The ALI added that the safety of an AI system is also not an inherent property that can be evaluated in a vacuum, and that this requires models to be tested and assessed on its impacts in specific contexts or environments. “There are valuable tests to be done in a lab setting and there are important safety interventions to be made at the model level, but they don’t provide the full story,” it said.
It added that all of these issues are exacerbated by the AISI’s voluntary framework, which it said prohibits effective access to models (as shown by recent reporting in Politico that revealed three of the four major foundation model developers have failed to provide the agreed pre-release access to the AISI for their latest cutting-edge models).
“The limits of the voluntary regime extend beyond access and also affect the design of evaluations,” it said. “According to many evaluators we spoke with, current evaluation practices are better suited to the interests of companies than publics or regulators. Within major tech companies, commercial incentives lead them to prioritise evaluations of performance and of safety issues posing reputational risks (rather than safety issues that might have a more significant societal impact).”
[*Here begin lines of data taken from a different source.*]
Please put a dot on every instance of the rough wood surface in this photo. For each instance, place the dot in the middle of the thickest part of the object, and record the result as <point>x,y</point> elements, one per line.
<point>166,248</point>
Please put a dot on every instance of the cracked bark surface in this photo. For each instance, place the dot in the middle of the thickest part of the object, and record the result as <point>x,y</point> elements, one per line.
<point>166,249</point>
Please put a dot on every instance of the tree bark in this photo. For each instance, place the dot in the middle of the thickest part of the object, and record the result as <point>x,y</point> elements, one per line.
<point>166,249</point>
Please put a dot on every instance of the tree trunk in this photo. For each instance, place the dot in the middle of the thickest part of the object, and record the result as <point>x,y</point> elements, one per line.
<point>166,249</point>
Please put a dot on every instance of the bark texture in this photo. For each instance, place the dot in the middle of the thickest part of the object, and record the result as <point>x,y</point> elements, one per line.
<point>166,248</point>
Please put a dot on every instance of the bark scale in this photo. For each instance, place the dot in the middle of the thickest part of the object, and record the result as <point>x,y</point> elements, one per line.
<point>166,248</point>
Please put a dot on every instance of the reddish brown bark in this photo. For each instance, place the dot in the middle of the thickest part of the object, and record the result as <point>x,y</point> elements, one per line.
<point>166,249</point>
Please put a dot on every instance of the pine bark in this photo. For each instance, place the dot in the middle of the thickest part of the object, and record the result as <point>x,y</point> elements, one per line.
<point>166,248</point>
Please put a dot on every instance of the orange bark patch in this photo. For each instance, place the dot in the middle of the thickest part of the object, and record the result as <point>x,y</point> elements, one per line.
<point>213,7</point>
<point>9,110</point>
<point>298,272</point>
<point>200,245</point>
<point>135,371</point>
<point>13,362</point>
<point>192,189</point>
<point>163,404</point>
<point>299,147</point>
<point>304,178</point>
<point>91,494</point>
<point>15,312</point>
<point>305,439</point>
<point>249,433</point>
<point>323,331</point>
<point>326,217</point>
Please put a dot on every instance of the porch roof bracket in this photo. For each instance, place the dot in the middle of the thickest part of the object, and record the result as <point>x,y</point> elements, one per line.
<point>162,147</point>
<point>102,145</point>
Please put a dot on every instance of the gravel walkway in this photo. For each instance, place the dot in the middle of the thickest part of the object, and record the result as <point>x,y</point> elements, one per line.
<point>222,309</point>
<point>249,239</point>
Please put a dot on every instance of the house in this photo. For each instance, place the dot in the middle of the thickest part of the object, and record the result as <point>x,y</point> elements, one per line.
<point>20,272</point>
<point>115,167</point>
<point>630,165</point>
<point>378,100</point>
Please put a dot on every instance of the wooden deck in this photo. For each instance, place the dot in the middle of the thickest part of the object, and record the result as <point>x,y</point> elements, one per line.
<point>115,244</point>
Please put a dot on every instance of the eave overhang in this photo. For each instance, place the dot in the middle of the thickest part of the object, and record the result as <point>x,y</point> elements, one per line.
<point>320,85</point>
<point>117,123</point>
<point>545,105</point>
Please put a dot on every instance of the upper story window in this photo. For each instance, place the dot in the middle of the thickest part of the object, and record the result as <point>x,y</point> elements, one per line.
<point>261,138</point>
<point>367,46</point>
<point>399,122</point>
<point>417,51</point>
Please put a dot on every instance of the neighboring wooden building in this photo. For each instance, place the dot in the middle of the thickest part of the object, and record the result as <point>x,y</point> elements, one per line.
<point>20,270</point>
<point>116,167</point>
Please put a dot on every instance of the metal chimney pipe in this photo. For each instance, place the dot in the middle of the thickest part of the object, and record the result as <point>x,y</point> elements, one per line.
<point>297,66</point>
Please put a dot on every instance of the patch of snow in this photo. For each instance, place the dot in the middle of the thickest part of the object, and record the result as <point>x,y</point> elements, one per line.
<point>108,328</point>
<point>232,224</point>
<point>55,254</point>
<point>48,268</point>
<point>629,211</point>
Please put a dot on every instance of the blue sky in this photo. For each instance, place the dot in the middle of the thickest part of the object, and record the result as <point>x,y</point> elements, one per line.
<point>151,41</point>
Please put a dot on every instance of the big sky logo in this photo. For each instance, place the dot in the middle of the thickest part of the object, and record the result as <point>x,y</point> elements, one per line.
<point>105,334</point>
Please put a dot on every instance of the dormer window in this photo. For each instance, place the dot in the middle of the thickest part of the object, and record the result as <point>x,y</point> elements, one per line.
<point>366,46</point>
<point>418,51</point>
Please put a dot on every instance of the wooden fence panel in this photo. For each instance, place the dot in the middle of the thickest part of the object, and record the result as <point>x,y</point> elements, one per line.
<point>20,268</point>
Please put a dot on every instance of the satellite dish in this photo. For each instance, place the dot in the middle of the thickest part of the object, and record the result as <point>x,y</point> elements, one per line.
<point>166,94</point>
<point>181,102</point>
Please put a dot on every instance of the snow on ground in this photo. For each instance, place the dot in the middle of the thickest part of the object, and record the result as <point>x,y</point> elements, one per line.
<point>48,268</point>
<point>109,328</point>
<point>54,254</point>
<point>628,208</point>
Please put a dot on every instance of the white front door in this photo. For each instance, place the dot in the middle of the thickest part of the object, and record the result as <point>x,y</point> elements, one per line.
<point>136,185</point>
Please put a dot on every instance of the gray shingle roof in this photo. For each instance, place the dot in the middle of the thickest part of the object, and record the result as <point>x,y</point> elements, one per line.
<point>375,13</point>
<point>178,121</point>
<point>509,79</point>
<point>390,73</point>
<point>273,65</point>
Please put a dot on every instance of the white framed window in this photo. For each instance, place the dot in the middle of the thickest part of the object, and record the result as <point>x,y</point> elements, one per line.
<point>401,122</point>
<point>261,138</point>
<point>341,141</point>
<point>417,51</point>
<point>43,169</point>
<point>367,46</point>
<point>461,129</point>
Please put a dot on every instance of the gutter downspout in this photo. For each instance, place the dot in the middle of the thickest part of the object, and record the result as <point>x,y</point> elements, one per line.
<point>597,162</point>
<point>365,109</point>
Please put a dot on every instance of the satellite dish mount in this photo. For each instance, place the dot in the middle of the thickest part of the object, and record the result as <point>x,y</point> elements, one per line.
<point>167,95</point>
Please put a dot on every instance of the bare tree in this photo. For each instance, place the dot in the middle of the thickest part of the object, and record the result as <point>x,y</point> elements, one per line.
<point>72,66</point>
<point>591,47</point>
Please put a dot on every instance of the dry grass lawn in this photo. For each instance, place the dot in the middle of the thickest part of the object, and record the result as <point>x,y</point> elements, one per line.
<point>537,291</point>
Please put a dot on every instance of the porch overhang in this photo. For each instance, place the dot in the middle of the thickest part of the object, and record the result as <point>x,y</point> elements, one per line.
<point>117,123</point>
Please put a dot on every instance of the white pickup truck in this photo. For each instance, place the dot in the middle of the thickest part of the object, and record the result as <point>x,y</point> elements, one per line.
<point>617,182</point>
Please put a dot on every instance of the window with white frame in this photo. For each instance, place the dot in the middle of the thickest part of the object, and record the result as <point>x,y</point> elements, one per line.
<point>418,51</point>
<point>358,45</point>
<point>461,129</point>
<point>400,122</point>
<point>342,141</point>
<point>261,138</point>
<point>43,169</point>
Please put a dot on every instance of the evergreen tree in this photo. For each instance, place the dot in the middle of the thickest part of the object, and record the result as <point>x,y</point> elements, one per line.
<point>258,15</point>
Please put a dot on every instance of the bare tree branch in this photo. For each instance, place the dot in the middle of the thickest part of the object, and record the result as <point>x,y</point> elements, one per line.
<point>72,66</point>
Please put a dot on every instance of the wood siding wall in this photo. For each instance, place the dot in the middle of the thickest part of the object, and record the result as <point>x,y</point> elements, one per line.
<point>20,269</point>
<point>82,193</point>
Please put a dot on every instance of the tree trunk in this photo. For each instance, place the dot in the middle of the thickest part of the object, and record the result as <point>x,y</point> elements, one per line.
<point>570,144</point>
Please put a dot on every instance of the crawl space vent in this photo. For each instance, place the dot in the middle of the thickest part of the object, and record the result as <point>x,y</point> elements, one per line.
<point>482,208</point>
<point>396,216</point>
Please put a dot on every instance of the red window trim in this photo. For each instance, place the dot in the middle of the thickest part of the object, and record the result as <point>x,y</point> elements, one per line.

The ALI added that the AISI is also powerless to prevent the release of harmful or unsafe models, and is completely unable to impose conditions on release, such as further testing or specific safety measures.
“In short, a testing regime is only meaningful with pre-market approval powers underpinned by statute,” it said.
However, according to a blog post of its own, the AISI said it’s “acutely aware” of the potential gap between how advanced AI systems perform in its evaluations, versus how they may perform in the wild.
“Users might interact with models in ways that we have not anticipated, surfacing harms that our evaluations cannot capture,” it said. “Further, model evaluations are only part of the picture. We think it is also important to study the direct impact that advanced AI systems may have on the user. We have research underway to understand and address these issues.
“Our work does not provide any assurance that a model is ‘safe’ or ‘unsafe’. However, we hope that it contributes to an emerging picture of model capabilities and the robustness of existing safeguards.”